Il prend des décisions exécutoires dans les domaines où il a reçu délégation des assemblées législatives des membres de la Communauté. Ces décisions sont promulguées dans la même forme que la loi sur le territoire de chacun des États intéressés.
Une loi organique arrête sa composition et fixe ses règles de fonctionnement.

Article 84
Une Cour arbitrale de la Communauté statue sur les litiges survenus entre les membres de la Communauté.
Sa composition et sa compétence sont fixées par une loi organique.

Article 85
Par dérogation à la procédure prévue à l'article 89, les dispositions du présent titre qui concernent le fonctionnement des institutions communes sont révisées par des lois votées dans les mêmes termes par le Parlement de la République et par le Sénat de la Communauté.

Article 86
La transformation du statut d'un État membre de la Communauté peut être demandée soit par la République, soit par une résolution de l'assemblée législative de l'État intéressé confirmée par un référendum local dont l'organisation et le contrôle sont assurés par les institutions de la Communauté.
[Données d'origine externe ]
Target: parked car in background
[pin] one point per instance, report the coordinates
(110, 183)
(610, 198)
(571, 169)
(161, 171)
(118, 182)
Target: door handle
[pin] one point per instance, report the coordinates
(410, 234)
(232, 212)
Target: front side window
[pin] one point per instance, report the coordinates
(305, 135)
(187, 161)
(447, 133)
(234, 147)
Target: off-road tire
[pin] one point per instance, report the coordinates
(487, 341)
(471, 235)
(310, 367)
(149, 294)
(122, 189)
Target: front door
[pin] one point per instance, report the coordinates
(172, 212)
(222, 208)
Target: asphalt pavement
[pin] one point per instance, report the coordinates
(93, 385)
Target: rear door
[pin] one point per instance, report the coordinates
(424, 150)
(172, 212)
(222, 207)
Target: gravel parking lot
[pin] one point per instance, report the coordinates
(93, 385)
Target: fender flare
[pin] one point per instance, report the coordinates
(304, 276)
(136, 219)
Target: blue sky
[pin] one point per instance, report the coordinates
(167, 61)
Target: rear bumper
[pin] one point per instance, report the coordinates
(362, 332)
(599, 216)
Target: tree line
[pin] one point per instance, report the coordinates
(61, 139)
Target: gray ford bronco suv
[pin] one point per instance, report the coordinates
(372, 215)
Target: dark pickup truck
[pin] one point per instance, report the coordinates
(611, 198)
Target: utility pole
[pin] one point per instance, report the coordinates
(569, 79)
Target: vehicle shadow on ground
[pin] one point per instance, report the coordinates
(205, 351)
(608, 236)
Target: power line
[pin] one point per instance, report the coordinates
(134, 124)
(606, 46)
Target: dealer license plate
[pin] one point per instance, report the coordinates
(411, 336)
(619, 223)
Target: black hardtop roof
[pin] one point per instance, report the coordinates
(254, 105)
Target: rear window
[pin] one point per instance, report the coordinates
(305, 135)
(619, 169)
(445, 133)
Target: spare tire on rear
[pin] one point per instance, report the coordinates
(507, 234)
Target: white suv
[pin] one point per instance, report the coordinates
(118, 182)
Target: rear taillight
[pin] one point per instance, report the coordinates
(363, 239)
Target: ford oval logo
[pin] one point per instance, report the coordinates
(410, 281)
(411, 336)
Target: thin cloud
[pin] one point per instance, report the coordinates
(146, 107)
Les modalités de cette transformation sont déterminées par un accord approuvé par le Parlement de la République et l'assemblée législative intéressée.
Dans les mêmes conditions, un État membre de la Communauté peut devenir indépendant. Il cesse de ce fait d'appartenir à la Communauté.

Article 87
Les accords particuliers conclus pour l'application du présent titre sont approuvés par le Parlement de la République et l'assemblée législative intéressée.